Anatoli Yevgenyevich Karpov (Анато́лий Евге́ньевич Ка́рпов) (born May 23, 1951) is a Russian chess grandmaster and former World Champion. He is the most successful tournament player of all time, and as of July 2005 he has 161 first-place finishes to his credit. From 1978 to 1998 he played in every FIDE World Championship match. His overall professional record is 1,118 wins, 287 losses, and 1,480 draws in 3,163 games. His peak ELO rating is 2780.

Karpov was born on May 23, 1951 in Zlatoust in the former Soviet Union and learned to play chess at the age of 4. At age 12 he was accepted into Mikhail Botvinnik's prestigious chess school. Ironically, Botvinnik had this to say about a young Karpov: "The boy doesn't have a clue about chess, and there's no future at all for him in this profession." Karpov proved him wrong by becoming the youngest Soviet National Master in history at 15, and won in his first international chess tournament several months later. In 1967 he took 5th in the Soviet Junior Chess Championship and won the European Junior Chess Championship later that same year. In 1969 he became the first Soviet player since Boris Spassky (1955) to win the World Junior Chess Championship with a score of 10 out of 11. Soon afterwards he tied for 4th place at an international tournament in Caracas, Venezuela and became a Grandmaster.
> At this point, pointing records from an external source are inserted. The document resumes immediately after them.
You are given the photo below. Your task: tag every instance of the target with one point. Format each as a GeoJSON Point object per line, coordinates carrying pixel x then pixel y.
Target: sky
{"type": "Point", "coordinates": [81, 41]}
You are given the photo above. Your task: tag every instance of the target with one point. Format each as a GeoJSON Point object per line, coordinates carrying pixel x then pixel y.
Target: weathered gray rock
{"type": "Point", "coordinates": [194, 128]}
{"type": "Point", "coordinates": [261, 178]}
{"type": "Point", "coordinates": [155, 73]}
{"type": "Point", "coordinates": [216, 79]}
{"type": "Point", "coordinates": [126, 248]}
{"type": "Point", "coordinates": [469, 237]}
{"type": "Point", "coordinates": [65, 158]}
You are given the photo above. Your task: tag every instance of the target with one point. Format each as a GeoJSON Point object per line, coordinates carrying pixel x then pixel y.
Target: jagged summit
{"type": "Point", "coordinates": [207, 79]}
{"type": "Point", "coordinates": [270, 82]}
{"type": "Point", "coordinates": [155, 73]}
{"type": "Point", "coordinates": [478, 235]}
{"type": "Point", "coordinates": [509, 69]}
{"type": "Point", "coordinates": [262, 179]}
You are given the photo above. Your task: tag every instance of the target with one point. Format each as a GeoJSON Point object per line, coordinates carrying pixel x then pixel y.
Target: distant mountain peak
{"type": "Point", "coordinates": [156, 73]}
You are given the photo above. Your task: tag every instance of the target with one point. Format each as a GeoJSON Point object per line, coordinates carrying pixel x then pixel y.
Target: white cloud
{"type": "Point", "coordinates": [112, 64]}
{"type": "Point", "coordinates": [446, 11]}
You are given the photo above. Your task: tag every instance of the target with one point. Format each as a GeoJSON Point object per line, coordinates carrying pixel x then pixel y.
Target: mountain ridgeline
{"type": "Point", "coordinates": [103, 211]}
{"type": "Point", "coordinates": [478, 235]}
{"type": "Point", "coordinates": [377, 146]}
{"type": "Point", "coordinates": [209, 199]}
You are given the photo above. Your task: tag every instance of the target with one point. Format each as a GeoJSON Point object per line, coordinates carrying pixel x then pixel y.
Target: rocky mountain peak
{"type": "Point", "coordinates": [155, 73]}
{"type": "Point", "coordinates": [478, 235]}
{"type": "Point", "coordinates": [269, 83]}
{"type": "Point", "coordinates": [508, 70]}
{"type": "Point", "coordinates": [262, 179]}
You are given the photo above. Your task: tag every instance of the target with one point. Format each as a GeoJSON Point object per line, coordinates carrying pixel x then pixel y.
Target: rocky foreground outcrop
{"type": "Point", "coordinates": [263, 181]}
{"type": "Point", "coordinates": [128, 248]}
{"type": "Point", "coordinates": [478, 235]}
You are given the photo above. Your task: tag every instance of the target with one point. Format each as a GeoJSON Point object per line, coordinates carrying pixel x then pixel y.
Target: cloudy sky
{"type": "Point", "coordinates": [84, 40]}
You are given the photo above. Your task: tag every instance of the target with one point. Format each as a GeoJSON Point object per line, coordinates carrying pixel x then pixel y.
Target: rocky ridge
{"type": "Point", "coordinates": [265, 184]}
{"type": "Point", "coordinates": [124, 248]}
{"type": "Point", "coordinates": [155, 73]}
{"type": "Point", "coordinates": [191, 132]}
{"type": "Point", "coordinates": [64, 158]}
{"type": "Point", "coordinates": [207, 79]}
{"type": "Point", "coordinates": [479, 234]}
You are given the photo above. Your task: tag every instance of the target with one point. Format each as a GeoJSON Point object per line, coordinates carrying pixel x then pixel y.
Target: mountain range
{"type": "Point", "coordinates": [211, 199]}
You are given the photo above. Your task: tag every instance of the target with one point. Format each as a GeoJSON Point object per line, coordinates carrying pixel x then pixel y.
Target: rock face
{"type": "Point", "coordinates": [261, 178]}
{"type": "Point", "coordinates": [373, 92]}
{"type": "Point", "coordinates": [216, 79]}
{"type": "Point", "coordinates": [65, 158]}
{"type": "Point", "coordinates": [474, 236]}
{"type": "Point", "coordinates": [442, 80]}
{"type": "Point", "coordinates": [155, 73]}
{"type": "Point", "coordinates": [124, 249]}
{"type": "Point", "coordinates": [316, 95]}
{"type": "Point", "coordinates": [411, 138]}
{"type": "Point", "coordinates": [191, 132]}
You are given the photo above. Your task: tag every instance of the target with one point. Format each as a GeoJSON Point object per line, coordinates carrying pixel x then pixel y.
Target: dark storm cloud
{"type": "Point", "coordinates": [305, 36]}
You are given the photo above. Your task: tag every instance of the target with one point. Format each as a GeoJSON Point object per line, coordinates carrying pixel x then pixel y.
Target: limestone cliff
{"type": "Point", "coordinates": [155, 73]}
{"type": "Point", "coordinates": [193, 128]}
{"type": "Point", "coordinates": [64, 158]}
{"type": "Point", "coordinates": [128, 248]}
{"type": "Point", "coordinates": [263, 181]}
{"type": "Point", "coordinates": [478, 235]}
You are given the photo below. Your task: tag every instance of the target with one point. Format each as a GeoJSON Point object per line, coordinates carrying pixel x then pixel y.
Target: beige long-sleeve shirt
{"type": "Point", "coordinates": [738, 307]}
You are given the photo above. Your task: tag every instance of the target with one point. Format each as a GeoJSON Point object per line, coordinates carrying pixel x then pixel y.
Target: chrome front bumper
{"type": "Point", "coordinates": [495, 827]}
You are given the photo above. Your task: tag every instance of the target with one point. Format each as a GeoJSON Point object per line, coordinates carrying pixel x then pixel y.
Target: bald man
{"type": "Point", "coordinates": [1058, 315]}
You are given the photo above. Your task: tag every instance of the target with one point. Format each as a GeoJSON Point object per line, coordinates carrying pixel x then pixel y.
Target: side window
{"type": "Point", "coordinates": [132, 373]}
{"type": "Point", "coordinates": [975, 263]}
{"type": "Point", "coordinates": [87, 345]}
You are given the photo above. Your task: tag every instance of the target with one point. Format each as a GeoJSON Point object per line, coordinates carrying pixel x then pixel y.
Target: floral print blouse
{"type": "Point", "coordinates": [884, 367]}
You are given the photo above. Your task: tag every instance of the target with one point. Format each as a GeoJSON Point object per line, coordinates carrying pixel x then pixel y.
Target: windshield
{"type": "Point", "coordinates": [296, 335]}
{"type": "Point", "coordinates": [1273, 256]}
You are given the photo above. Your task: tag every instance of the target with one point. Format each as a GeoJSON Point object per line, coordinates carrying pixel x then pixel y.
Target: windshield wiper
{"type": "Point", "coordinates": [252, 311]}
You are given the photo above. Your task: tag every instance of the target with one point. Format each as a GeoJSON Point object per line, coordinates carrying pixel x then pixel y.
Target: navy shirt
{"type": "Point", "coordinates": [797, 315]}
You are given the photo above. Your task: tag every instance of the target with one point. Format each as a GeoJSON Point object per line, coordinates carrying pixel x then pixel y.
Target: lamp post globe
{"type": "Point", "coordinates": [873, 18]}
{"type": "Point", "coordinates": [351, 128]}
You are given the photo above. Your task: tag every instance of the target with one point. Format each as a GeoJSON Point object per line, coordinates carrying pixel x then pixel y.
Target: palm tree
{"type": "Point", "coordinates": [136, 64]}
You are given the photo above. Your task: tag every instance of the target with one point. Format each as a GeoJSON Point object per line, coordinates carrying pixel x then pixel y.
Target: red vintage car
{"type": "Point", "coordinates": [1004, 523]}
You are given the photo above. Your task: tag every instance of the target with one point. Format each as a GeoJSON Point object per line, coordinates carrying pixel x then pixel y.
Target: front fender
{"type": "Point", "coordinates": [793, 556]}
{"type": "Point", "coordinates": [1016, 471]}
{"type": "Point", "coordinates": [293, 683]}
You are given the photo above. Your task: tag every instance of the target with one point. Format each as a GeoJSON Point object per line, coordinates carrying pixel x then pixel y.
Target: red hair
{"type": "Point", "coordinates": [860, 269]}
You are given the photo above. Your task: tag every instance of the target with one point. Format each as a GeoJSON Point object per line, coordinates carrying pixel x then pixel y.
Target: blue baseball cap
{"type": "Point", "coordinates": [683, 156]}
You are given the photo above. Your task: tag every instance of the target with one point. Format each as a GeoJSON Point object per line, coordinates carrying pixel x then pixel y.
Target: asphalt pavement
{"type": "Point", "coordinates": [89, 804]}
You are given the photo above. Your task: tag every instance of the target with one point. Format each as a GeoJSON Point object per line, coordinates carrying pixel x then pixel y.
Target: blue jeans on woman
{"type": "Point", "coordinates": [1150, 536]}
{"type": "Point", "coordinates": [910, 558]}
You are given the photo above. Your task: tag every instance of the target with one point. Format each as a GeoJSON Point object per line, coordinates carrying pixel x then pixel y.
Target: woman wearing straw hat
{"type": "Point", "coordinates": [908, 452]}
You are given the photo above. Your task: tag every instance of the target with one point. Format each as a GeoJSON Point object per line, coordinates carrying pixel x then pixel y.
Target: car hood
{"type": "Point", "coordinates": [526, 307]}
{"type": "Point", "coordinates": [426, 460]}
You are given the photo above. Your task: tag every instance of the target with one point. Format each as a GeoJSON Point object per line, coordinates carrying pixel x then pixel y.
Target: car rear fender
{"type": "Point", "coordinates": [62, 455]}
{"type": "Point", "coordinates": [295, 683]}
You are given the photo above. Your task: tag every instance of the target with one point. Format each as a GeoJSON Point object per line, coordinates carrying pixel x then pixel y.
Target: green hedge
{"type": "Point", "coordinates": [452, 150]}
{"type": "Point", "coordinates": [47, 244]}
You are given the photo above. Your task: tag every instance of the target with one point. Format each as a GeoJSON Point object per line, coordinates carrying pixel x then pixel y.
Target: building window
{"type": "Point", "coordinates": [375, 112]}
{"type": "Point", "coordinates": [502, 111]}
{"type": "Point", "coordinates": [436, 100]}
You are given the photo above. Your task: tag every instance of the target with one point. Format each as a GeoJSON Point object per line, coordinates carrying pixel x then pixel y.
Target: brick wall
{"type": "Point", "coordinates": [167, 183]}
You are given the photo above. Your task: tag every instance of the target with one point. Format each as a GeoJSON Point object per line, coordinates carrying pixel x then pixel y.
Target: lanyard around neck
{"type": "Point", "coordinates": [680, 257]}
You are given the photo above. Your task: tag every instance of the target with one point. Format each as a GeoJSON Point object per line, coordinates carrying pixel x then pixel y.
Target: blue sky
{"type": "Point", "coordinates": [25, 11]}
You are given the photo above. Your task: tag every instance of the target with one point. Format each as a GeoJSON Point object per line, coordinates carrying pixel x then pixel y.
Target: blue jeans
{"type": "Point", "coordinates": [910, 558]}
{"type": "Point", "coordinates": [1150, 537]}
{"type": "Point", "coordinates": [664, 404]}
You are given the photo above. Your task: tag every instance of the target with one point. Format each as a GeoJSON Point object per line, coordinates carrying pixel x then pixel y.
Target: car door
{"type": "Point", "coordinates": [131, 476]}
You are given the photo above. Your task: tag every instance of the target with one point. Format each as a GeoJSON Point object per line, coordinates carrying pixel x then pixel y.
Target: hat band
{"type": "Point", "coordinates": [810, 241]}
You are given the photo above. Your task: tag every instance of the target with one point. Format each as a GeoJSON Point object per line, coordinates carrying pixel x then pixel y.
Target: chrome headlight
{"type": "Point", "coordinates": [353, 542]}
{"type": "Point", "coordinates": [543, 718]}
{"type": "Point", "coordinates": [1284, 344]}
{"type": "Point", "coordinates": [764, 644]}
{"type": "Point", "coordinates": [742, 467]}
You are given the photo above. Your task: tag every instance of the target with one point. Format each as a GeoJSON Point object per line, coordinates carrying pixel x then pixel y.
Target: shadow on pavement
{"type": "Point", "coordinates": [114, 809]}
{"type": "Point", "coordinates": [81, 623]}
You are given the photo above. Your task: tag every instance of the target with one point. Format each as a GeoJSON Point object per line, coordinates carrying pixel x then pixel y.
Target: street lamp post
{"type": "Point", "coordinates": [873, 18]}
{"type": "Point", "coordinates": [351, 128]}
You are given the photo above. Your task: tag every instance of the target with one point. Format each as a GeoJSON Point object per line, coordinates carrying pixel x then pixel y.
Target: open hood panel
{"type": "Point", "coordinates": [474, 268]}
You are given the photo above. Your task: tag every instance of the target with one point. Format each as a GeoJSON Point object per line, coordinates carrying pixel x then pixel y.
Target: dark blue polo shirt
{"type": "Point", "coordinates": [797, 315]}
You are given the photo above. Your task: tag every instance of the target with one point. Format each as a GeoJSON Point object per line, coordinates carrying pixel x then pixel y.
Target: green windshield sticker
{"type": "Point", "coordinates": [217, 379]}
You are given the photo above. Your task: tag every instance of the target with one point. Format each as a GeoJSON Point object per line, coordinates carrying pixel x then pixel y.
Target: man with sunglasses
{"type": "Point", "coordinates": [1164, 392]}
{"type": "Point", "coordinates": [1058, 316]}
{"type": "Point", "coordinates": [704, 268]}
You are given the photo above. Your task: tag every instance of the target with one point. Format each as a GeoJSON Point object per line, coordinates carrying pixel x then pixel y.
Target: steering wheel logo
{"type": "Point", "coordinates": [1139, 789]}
The 1970s showed a major improvement in his game. His ELO rating shot up from 2540 in 1971 to 2660 in 1973, when he came in 2nd in the USSR Chess Championship and placed first in the Leningrad Interzonal Tournament. The latter qualified him for the 1974 Candidates cycle, which determined who was allowed to challenge the reigning World Champion, Bobby Fischer.

Karpov beat Lev Polugaevsky by +3=5 in the first Candidates match to face former World Champion Boris Spassky in the next round. Karpov was on record saying that he believed Spassky would easily beat him and win the Candidates cycle to face Fischer, and that he (Karpov) would win the following Candidates cycle in 1977.

Most expected the Spassky-Karpov match to be a one-sided rout by the ex-champ Spassky. Although Spassky won the first game as black in good style, tenacious and aggressive play from Karpov secured him a win +4-1=6. Karpov was certainly not hurt by the fact that Spassky's chief opening analyst, 1955 Soviet Champion Efim Geller, defected to Karpov's side several months before the match.

The Candidates final was against fellow Russian Viktor Korchnoi, a notable fighting player. Intense games were fought, including one "opening laboratory" win against the Sicilian Dragon. Karpov went 3–0 up but tired towards the end and allowed Korchnoi two wins, but Karpov prevailed +3-2=19. Thus he won the right to challenge Fischer for the World Championship.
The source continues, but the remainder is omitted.